Tuesday, February 5, 2013

The "Failure" fetish


At the HarvardXDesign conference — a great event for the B-School— I was on a panel that did a crit on two teams from across Harvard that were the best of 9 teams competing in the challenge of How Would You Redesign Education in America. Kickstarter’s Charles Adler, IIt Institute of Design’s Patrick Whitney, Continuum’s Harry West were on the panel as well.
The second team presented their idea of doing a log on failure from the time you are in K-12 through your life that could constitute of Portfolio of Failure. The idea, of course, was to allow us to see our failures, plot them, and learn from them.  I could hear the refrain in my ears “Fail early, fail, fast, fail often.”  Now I know the context of the conversation around failure—its about prototyping, moving fast, learning quickly, evolving to get to a workable and perhaps best solution. 

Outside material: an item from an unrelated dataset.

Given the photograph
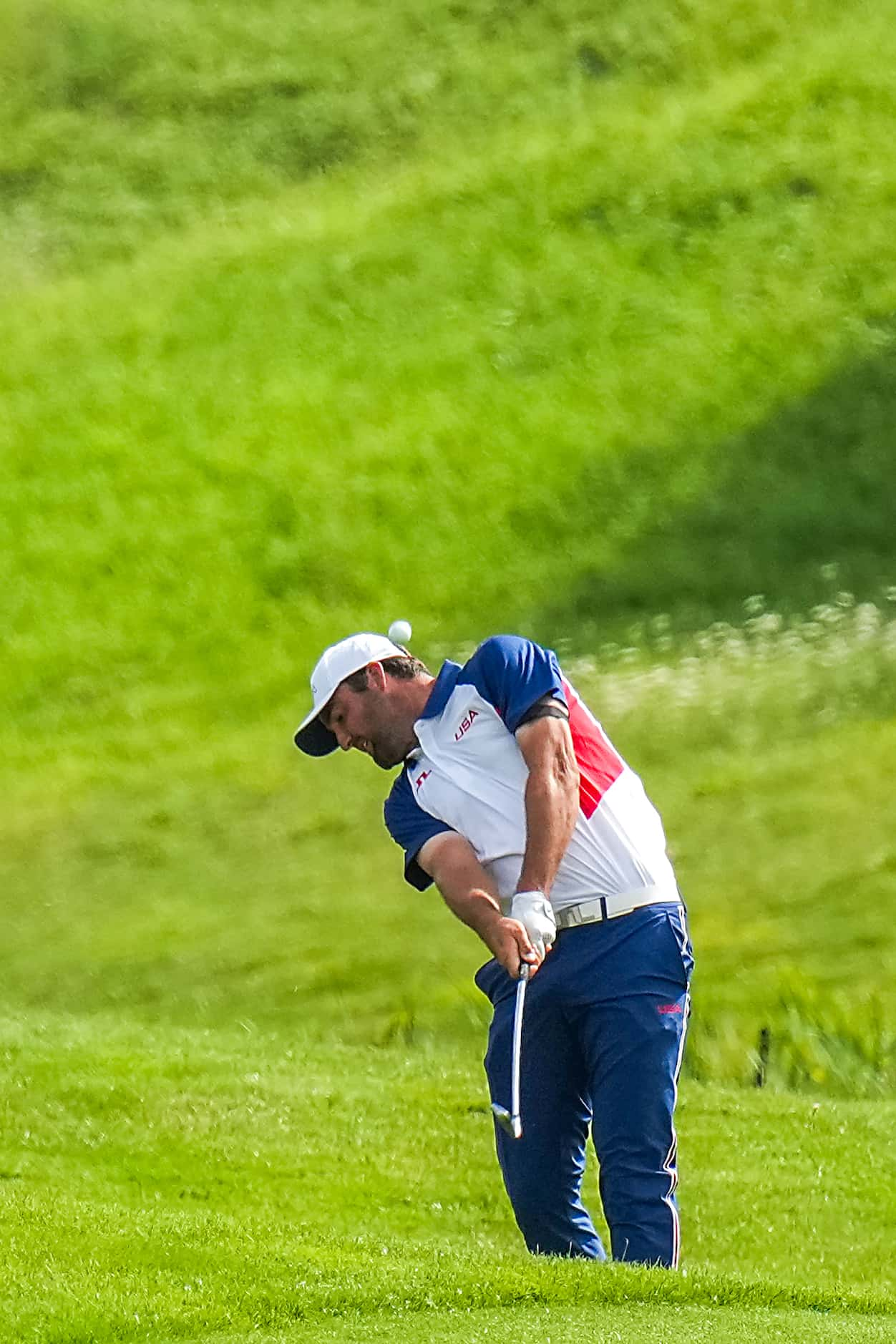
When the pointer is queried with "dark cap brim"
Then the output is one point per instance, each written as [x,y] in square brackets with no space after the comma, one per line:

But I’ve never liked this embrace of failure. We learn as much from our successes as from our failure and I suspect we learn much more. Besides, I failed a lot in school. I didn’t test all that well and didn’t get straight As. Failure made me feel awful. And I think failure makes kids in urban public schools or on the rez feel just as bad if not much worse. Many are already close to despair in their lives. Failure is deeply meaningful to them. It has serious consequences. Get labelled a “Failure” and it can ruin your life.  As a pedagogical methodology, embracing failure  is the last thing these kids need.
The thing about this fetching of failure is that is can work if you’re at Stanford or Harvard and you were lucky enough to be born into a well-off family and went to a good school and were brought up to be and feel accomplished and secure enough to make failure a  feature of your learning. 
But be aware of the fallacy of failure. It is celebrated only when you succeed. If you continue to fail, you’re going to be— A Failure. So the fetishism of failure really means you can fail a couple of time—two or three or maybe three times— but no more. How many entrepreneurs are celebrated for their sixth or seventh try? 
Failure is usually associated with problem-solving. There’s an assumption that there is one right problem with one right answer and if you can’t get it, you fail. But what if you don’t even know what the problems are and there are lots of ways of dealing with them? I prefer the Play mode of dealing with challenges. When you play, there are rules but they change as you play the game. There are different outcomes to playing a game, different ways of winning. When something doesn’t work, you try another. You do work arounds. Is that Failure? I don’t think so. Do kids who go to Montessori school think of themselves as Failures when their blocks don’t quite fit together? I doubt it.
So maybe it’s time to challenge this orthodoxy of Fail, Fail, Fail so you can Succeed, Succeed, Succeed. It’s all about the learning and the knowledge and you don’t have to embrace a cult of failure to get that.